AnOther has found an infinitely chic way to save, going back to (admittedly gold plated) basics with this Oversized Piggy Bank by Harry Allen, chosen by Avenue 32’s editorial assistant Monica Ainley, and winner of the Most Loved vote...

All this talk of credit crunches, frugality and belt tightening makes monitoring our finances, especially with the excesses of the festive period nearly upon us, a gloomy necessity. However, for those who wish to banish the banality of monitoring the savings account or scouring the supermarket for BOGOFs, AnOther has found an infinitely chic way to save, going back to (admittedly gold plated) basics with this Oversized Piggy Bank by Harry Allen, chosen by Avenue 32’s editorial assistant Monica Ainley, and winner of the Most Loved vote.
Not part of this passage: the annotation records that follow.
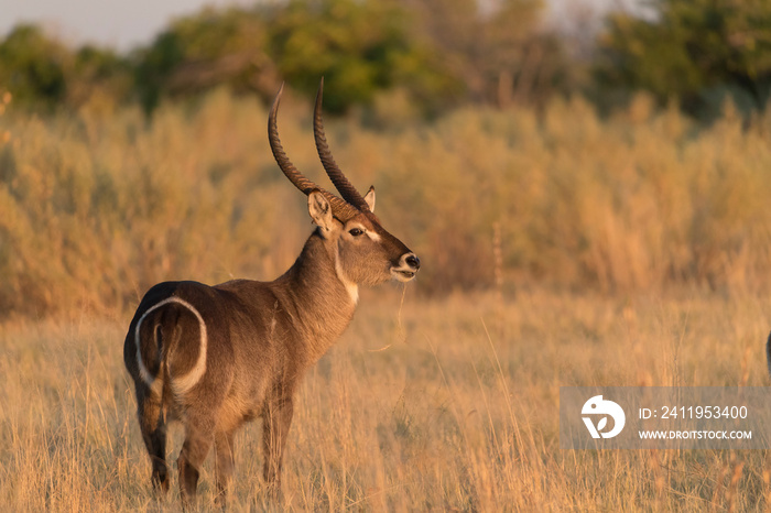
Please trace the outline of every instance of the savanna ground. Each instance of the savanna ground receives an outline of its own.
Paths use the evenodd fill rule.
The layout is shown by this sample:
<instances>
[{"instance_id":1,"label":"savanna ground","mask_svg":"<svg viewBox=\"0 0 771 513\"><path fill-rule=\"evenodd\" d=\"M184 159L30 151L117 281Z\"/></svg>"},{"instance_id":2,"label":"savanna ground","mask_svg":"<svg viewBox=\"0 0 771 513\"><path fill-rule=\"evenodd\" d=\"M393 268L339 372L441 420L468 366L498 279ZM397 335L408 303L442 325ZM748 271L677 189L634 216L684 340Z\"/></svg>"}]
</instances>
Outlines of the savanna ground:
<instances>
[{"instance_id":1,"label":"savanna ground","mask_svg":"<svg viewBox=\"0 0 771 513\"><path fill-rule=\"evenodd\" d=\"M315 170L307 106L284 101L284 148ZM580 100L389 114L333 121L330 144L424 269L363 291L308 372L281 504L259 422L241 432L234 510L768 511L765 451L562 450L557 417L560 386L768 384L771 116L698 129L644 97L609 119ZM178 509L175 476L151 492L123 337L152 283L269 279L297 254L265 117L220 91L152 123L0 118L3 507ZM199 509L213 489L207 461Z\"/></svg>"},{"instance_id":2,"label":"savanna ground","mask_svg":"<svg viewBox=\"0 0 771 513\"><path fill-rule=\"evenodd\" d=\"M771 301L520 292L363 295L304 381L271 505L259 422L237 438L236 510L767 511L765 451L560 449L565 385L765 385ZM0 501L13 511L176 510L151 491L122 367L126 319L0 331ZM176 458L182 430L172 430ZM174 476L174 485L176 484ZM214 507L211 461L199 507Z\"/></svg>"}]
</instances>

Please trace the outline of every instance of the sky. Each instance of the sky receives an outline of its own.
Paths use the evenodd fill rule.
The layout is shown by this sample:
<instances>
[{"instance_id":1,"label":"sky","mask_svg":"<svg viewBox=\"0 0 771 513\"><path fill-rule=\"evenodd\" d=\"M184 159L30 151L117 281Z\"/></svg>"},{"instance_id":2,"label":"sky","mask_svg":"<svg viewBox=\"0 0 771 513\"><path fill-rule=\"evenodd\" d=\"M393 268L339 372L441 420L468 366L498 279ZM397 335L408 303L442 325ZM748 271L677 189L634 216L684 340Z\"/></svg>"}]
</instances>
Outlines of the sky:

The history of the Piggy Bank as a saving device is uncertain, but it is thought that it derived its name from “pygg”, an orange clay used to make salt jars in the Middle Ages. Long after clay was dropped in favour of ceramic, pygg jars retained their name, a name that also clung to the impregnable money pots that needed to be broken to gain access to the cash within. The porcine shape remained as pigs were thought to bring luck and good fortune, with their ahh factor outweighing the destructive urges of impecunious souls with baseball bats. Today pigs are a prevalent cultural phenomenon across art, film, TV and literature: Warhol painted them in garish technicolour, George Orwell made them the key protagonists in his political fable Animal Farm, Warner Brothers touched hearts the world over with the stammering charms of Porky Pig, and there are few who haven’t been seduced by the spangled stage costumes, long eyelashes and steely will of Kermit’s diva girlfriend Miss Piggy.

"The porcine shape remained as pigs were thought to bring luck and good fortune, with their ahh factor outweighing the destructive urges of impecunious souls with baseball bats."
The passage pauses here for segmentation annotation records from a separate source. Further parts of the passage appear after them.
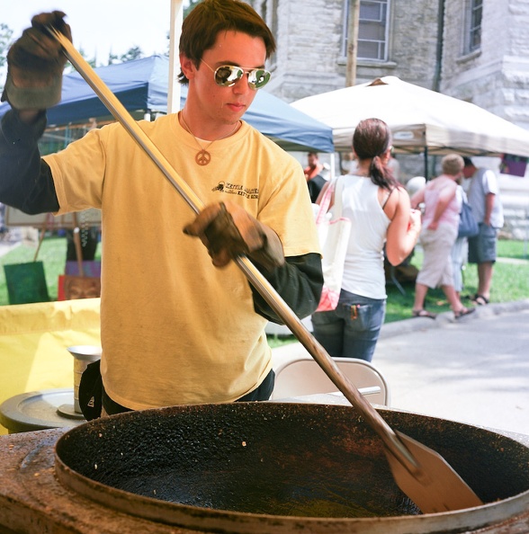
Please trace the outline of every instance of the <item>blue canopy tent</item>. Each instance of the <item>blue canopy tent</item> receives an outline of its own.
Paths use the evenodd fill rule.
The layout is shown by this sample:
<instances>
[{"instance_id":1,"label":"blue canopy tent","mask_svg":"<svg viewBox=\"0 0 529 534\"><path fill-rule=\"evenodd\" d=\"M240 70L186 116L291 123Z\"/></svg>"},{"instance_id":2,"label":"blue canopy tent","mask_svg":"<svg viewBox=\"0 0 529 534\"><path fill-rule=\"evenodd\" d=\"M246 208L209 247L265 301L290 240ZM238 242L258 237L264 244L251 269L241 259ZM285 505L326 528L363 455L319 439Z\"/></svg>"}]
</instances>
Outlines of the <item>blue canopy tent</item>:
<instances>
[{"instance_id":1,"label":"blue canopy tent","mask_svg":"<svg viewBox=\"0 0 529 534\"><path fill-rule=\"evenodd\" d=\"M166 113L169 58L166 56L94 70L136 119L146 113ZM181 107L186 89L182 87ZM8 109L6 102L0 105L0 117ZM93 118L102 120L111 115L78 73L66 75L61 102L48 110L49 127L88 123ZM243 119L285 150L334 152L332 129L264 91L257 92Z\"/></svg>"}]
</instances>

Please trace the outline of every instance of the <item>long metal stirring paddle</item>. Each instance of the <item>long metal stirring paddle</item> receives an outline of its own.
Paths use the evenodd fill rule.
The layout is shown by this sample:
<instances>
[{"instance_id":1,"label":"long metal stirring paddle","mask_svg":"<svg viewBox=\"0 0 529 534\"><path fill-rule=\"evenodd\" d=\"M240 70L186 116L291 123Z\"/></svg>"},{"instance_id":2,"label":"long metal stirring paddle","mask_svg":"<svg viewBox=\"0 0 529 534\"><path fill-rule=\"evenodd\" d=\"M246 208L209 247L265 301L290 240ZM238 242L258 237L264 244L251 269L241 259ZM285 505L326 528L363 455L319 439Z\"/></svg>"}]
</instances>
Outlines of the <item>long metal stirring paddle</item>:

As Christmas beckons, with the delicious prospect of pigs-in-blankets and more dubious promise of financial extravagance, we ask avowed pig-fancier Ainley for her money saving tips, find out who she considers to be her porcine alter-ego and concede that her pet pig would be infinitely more glamorous, at least in name, than ours.
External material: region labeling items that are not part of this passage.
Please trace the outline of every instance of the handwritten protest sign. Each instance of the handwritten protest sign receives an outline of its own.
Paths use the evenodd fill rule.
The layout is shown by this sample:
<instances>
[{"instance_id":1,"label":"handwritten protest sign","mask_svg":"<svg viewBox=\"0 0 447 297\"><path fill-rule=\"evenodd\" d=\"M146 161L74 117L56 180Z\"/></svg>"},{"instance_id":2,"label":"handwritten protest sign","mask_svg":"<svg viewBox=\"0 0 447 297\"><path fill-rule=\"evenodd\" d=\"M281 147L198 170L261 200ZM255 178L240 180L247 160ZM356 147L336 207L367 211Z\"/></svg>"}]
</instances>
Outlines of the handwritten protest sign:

Why did you choose to Love this piggy bank?
To save his bacon.

If you owned it, where would you keep it?
Away from the neighhhh-bours.

Who is your favourite porcine character in art/film/literature?
Snowball from Animal Farm did have a way with words.

Babe, Miss Piggy, Piglet, Empress of Blandings or Circe's swine?
Right now I am aspiring to Babe: Pig in the City but in reality it’s more of a Piglet seduced by Circe’s swine situation.

If you owned a pig, what would you call it?
Dita von Teese.

Do you have a money box?
No, only an Avenue 32 shoe box.

What's your best money saving tip?
Where there’s muck there’s brass.

Aesthetically, what's your favourite currency in the world?
Aesthetically I don’t deal in currency but I live for trading stock.

What are you looking forward to about winter?
Truffle hunting.

What was the last thing you bought?
I wish it was this amazing talon ring by Duffy. But in fact it was a pack of Percy Pigs. They remind me of my Mum.